SEVERAL Tyrone MLAs are expected to be among those assembly members returning to sit in Stormont for the first time in almost three years this afternoon.

With the North’s abortion laws due to be liberalised in the continued absence of the Northern Ireland Executive, more than 30 MLAs last week signed a petition for the Assembly to be recalled.

Power-sharing arrangements in the North collapsed in January 2017 in the wake of the Renewable Heat Incentive (RHI) scandal.


However, last week, DUP leader, Arlene Foster, said that she and her party’s other MLAs would return to the Chamber “without pre-condition”.

The Fermanagh and South Tyrone MLA said, “We urge other MLAs who oppose the extreme liberalisation of our abortion law, to step outside any party shackles and join us in recalling the Assembly. It’s time to get Northern Ireland moving again.”

Also signing the recall petition were four Ulster Unionists, including outgoing party leader Robin Swann, and TUV leader Jim Allister.

It is understood that two West Tyrone representatives, the DUP’s Tom Buchanan and the SDLP’s Daniel McCrossan, who has a pro-life stance, will be in attendance at Stormont today.

Fermanagh and South Tyrone MLA, Rosemary Barton, of the UUP, will also be in the chamber.

On Friday, Mrs Barton appealed to the other MLAs to come along.

She added, “Abortion is a serious issue and needs to be debated.”

But opponents of the move, including Mr McCrossan’s own party leader Colm Eastwood, have dismissed it as a cynical political stunt.

They have pointed out that the recall would not affect the impending law changes, as it would need an executive to be appointed too.

None of Sinn Féin’s three West Tyrone MLAs – Declan McAleer, Catherine Kelly and Maoliosa McHugh – will be in the chamber.

Mr McAleer said, “If we were to go back to the Assembly chamber it would be on a sustainable basis, not as part of a stunt.”

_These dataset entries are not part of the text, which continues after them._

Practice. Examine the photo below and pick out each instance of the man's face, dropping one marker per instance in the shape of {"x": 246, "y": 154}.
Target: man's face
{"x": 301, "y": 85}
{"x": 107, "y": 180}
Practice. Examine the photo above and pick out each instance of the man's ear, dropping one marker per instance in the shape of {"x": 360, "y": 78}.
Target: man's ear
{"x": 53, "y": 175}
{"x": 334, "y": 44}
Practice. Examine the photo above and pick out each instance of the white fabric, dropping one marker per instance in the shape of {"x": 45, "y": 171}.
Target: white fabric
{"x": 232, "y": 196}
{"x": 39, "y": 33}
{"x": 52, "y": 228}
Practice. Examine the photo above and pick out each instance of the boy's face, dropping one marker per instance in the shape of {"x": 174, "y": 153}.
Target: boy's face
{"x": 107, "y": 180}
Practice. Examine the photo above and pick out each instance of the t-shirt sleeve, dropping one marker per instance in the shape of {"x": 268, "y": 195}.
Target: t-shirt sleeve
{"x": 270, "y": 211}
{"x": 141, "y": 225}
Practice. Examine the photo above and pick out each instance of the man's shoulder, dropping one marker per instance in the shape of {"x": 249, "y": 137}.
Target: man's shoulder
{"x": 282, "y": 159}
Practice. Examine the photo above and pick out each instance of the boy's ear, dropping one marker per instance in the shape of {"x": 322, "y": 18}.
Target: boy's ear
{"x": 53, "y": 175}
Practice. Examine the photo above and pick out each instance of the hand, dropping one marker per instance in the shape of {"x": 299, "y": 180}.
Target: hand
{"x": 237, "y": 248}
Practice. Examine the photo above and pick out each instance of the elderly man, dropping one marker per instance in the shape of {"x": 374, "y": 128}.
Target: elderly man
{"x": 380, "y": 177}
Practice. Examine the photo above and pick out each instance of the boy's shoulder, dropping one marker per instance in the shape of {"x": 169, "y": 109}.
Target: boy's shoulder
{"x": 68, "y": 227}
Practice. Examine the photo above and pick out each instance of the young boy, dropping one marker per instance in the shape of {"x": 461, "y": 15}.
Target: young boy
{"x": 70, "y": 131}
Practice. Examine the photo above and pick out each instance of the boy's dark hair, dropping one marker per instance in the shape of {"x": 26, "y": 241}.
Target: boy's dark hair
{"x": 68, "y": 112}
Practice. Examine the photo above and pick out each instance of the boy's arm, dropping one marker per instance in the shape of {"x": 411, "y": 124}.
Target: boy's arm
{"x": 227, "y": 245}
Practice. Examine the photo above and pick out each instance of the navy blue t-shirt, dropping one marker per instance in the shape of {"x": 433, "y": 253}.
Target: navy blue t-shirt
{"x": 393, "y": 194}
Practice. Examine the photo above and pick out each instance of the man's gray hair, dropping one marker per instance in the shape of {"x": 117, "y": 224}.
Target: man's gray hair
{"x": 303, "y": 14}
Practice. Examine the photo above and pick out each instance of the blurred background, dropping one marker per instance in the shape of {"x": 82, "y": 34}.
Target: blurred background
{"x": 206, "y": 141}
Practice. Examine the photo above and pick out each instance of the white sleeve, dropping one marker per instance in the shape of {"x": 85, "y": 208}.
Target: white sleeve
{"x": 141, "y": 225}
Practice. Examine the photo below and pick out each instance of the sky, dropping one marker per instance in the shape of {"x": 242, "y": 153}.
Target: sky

Earlier this year, the UK Parliament at Westminster passed legislation stating that, if the Northern Ireland Executive was not restored by today (October 21, 2019), then the UK government would be obliged to change the law in the North relating to three key issues, including abortion.

The changes would mean that, immediately from tomorrow (October 22), women who seek to access abortion services in the North will no longer be prosecuted.

The legislation, which received the Royal Assent on July 24 this year, will also extend same-sex marriage to Northern Ireland by January 13, 2020, as well as introducing a system of payments for victims of the Troubles – or “victims pension” – in the North.